Tabellarische Übersicht der Situation:
Aspekt | Beschreibung |
|---|---|
Gesetzesinhalt | Dreimonatiges Aussetzen von Asylanträgen bei neuen Ankünften aus Nordafrika |
Parlamentarische Abstimmung | 177 Ja, 74 Nein, 42 Enthaltungen; Linksparteien dagegen, PASOK enthielt sich |
Reaktion UNHCR | Warnung vor Verstoß gegen internationales Recht und humanitäre Verpflichtungen |
Menschenrechtsbedenken | Gefahr von Refoulement, Verletzung des Rechts auf Asyl |
Schutzbedürftige Gruppen | Unbegleitete Minderjährige, Überlebende von Gewalt |
Herkunftsländer mit hohem Schutzstatus | Sudan, Eritrea, Afghanistan, Syrien, Jemen, Palästina |
Aktuelle Situation auf Kreta | Über 7.000 Ankünfte in diesem Jahr, deutlicher Anstieg gegenüber 2024 |
Das griechische Innenministerium begründet die Maßnahme mit der starken Zunahme an Migranten.
Minister Thanos Plevris sagt, dass etwa die Hälfte der Geflüchteten abgelehnt wird – und sieht die Notwendigkeit, Migrationsbewegungen besser zu steuern.
Wer eine Altersüberprüfung verweigert, gilt jetzt automatisch als Erwachsener.

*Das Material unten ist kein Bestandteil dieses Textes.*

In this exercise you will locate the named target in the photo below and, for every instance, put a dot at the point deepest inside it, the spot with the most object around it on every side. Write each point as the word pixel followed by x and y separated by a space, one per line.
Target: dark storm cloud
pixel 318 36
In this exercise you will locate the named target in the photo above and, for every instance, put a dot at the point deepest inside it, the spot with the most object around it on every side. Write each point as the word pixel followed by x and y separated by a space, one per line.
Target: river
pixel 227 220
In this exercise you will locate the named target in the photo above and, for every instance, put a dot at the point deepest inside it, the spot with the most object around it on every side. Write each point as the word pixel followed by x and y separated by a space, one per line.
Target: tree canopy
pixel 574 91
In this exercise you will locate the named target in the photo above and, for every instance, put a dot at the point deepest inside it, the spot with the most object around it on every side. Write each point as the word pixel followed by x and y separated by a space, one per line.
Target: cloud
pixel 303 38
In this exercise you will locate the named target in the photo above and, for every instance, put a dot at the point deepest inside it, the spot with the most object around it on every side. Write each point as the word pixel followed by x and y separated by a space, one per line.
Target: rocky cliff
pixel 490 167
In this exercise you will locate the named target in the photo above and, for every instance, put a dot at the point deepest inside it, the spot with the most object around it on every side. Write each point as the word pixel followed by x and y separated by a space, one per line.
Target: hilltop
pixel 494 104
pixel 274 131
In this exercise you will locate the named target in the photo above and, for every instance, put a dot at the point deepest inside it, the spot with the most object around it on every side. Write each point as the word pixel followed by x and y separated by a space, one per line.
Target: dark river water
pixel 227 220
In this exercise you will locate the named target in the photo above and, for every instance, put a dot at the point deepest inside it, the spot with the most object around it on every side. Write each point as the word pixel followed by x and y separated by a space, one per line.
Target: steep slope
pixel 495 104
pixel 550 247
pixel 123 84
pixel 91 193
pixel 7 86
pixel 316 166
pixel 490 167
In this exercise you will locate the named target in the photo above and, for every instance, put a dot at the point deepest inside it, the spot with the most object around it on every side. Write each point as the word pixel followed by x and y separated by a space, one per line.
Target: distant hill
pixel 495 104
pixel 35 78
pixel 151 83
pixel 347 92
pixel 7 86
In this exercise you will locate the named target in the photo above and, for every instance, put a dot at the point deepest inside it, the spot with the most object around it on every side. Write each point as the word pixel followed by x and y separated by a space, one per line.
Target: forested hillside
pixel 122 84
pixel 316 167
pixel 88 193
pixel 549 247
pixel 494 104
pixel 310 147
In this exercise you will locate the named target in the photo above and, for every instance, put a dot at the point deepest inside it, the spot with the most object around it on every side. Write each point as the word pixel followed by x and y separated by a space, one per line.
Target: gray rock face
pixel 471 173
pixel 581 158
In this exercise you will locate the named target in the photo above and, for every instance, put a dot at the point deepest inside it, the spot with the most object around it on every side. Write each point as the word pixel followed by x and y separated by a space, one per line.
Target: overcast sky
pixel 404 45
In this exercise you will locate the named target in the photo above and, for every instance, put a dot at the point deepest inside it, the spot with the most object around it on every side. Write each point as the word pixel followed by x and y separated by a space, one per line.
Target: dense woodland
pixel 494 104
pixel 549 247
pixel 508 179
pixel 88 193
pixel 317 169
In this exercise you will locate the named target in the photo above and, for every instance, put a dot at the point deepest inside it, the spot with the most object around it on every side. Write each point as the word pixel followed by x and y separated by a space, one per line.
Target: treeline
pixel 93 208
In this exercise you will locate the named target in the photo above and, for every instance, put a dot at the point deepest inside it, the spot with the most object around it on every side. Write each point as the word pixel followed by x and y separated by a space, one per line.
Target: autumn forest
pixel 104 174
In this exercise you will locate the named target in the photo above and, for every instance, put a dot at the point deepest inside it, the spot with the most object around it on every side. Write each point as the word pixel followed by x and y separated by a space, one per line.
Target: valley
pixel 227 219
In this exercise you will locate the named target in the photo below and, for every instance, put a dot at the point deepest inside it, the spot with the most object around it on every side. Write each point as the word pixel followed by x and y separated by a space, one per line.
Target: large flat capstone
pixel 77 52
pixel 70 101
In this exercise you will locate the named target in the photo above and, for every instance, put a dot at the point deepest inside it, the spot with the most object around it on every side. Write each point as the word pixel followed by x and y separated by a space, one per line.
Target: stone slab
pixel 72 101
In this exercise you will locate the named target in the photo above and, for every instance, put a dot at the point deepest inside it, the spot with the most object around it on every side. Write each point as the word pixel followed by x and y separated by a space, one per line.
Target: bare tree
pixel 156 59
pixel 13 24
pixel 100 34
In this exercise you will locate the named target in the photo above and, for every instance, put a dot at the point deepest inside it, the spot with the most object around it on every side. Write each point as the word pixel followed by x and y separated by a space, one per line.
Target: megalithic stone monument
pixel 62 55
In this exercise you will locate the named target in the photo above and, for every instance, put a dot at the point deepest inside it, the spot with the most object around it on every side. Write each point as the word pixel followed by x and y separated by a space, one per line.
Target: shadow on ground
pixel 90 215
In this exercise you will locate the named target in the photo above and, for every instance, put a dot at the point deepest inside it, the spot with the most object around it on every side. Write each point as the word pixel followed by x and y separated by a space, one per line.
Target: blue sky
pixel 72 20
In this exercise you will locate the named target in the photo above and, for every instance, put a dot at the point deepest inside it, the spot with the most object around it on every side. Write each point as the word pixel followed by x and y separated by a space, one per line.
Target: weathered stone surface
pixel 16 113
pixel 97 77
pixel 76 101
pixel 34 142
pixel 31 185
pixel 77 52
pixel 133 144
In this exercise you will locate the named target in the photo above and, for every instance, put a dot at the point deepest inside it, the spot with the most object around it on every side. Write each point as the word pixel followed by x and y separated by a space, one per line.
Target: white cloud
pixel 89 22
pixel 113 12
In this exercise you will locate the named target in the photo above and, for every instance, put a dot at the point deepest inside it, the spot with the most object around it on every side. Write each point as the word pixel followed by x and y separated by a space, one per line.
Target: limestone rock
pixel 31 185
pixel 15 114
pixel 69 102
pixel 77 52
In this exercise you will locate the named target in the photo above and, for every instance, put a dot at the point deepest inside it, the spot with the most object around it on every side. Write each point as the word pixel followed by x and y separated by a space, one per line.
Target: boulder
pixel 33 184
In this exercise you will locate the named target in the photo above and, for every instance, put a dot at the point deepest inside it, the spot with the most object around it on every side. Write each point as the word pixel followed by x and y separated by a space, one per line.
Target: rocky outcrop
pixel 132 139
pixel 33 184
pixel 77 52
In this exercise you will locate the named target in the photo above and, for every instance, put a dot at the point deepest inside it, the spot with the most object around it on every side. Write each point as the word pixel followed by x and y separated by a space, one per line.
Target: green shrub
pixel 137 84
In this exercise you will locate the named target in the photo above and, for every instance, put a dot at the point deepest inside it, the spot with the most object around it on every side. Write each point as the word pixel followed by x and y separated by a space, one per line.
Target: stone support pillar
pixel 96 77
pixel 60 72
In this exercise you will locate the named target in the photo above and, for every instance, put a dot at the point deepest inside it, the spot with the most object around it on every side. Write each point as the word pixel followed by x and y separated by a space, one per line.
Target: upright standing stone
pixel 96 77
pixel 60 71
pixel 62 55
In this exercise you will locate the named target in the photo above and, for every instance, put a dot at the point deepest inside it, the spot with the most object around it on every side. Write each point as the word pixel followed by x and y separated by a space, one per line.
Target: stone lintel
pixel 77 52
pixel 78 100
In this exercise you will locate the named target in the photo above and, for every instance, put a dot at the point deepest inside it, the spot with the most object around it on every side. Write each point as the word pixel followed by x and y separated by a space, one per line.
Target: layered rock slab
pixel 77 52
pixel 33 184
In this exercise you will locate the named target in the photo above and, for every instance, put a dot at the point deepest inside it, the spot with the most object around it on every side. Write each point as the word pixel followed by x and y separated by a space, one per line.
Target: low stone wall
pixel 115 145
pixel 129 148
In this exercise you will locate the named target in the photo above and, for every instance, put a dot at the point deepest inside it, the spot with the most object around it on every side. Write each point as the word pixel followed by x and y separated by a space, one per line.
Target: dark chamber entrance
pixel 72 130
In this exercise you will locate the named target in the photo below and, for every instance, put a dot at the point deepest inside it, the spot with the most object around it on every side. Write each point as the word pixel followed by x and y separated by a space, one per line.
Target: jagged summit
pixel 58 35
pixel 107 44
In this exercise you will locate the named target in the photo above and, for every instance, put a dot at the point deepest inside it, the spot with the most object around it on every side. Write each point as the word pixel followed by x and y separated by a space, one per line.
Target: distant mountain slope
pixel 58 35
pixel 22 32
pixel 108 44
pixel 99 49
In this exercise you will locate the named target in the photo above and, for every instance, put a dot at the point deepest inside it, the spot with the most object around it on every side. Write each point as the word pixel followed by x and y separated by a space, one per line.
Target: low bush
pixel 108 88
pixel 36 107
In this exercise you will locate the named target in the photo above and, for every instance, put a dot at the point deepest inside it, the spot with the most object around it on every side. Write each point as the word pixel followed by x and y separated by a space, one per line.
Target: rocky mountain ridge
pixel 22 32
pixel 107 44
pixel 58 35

Wer trotz abgelehntem Asylantrag bleibt, muss künftig mit bis zu fünf Jahren Haft rechnen.
Aus dem Ausland kommt viel Kritik an dieser Politik.
Viele fürchten, Griechenland schränkt damit Menschenrechte und den Schutz von Flüchtlingen zu stark ein.
Internationale Organisationen bitten die Regierung, den Kurs zu überdenken und wieder faire Asylverfahren zu ermöglichen.